A faith framework that will withstand the test of time, is one that is willing to embrace the power of questions, and of ‘both/and’ answers.
Anglicanism, with its focus on reason and reflective learning, and its determination to balance sacrament and teaching, is a great faith lens for exploring this characteristic. As we consider the teachings of the gospels and reflect on church history and its current condition, we see that healthy faith resists our natural inclination to polarisation.

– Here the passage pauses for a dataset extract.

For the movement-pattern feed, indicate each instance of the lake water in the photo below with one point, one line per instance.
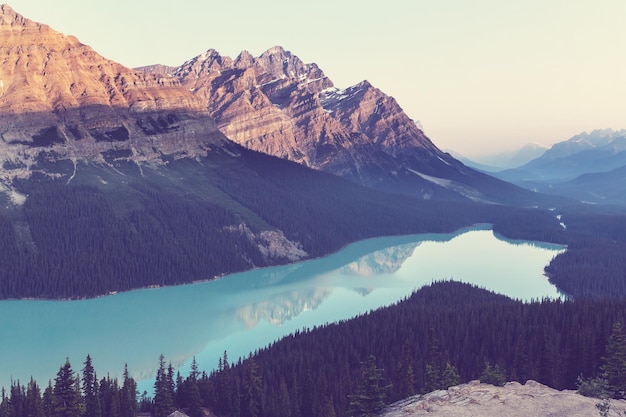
(246, 311)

Healthy faith embraces spiritual practices that make space for both:
- doing and rest
- service and silence
- the sacred and the secular
- celebration and grief
- reason and emotion
- science and the unexplainable
- prayer and activism
- belief and doubt.
There needs to be space in our understanding of faith for academic rigour and questioning of our own beliefs and assumptions. To limit our engagement in this area dishonours the intellectual gifts we have been given.
This is something students need to see modelled, which is why our chapel services will not only be church services, but also be a space where questions can be asked, and where the holding of paradox is modelled in spiritual practices, such as lament.
According to Anglican Schools Australia, Anglican schools are unified in being places where the school community is open to share in belief, to think and reason, to worship together, to welcome all and to love and help each other. It is my prayer that through their experiences at School, our students will be able to recognise the contribution that a healthy form of spirituality can make to their own lives and the lives of others.